The DISCRETE_BYTES_PER_SECOND column in the V$BACKUP_SYNC_IO view displays the
I/O rate. If you see data in V$BACKUP_SYNC_IO, then the problem is that you
have not enabled asynchronous I/O or you are not using disk I/O slaves.
Identifying
Bottlenecks with Asynchronous I/O
Long waits are the number of times the backup or restore process told the
operating system to wait until an I/O was complete. Short waits are the number
of times the backup or restore process made an operating system call to poll
for I/O completion in a nonblocking mode.

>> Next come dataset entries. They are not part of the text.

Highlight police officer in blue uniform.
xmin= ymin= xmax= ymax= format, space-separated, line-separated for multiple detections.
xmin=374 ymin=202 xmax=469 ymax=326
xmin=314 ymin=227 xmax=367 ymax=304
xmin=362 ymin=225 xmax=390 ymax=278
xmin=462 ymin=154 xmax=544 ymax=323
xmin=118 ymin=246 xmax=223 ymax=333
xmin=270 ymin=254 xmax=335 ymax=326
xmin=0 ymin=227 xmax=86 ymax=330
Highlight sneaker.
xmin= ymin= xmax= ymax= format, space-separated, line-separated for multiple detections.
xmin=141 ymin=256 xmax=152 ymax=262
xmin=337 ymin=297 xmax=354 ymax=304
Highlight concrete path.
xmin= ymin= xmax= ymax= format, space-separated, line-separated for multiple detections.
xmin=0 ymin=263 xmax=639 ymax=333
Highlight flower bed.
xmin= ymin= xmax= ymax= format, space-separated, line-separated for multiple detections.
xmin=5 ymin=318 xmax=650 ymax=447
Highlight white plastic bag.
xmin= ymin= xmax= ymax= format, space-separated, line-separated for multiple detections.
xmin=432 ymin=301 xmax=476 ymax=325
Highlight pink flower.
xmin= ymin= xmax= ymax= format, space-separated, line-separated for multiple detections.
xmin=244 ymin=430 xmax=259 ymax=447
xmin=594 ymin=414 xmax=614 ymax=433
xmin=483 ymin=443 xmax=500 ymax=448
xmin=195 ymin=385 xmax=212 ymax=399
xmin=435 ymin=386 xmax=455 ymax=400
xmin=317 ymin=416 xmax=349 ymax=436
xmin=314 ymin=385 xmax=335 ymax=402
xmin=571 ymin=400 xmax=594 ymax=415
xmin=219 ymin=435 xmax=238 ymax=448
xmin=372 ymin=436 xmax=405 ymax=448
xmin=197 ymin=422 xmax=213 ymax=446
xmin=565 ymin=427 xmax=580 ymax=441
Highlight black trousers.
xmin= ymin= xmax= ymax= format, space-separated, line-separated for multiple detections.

Ready indicates the number of time
when I/O was already ready for use and so there was no need to made an
operating system call to poll for I/O completion.
The simplest way to identify the bottleneck is to query V$BACKUP_ASYNC_IO for
the datafile that has the largest ratio for LONG_WAITS divided by IO_COUNT.
Note:
If you have
synchronous I/O but you have set BACKUP_DISK_IO_SLAVES, then the I/O will be
displayed in V$BACKUP_ASYNC_IO.
Also the following is a recommended for
improving RMAN performance on AIX5L based system..
IBM suggestions the following
AIX related advice:
1. set AIXTHREAD_SCOPE=S in /etc/environment.
2. " ioo -o maxpgahead=256 " to set maxpgahead parameter
Initial settings were : Min/Maxpgahead 2 16
3. " vmo -o minfree=360 -o maxfree=1128 " to set minfree and
maxfree...
Initial settings were : Min/Maxfree 240 256
Getting %15-20 performance improvements on RMAN backup performance on AIX 5L
Based Systems.
Reference:
Advise On How To
Improve Rman Performance (Doc ID 579158.1)
|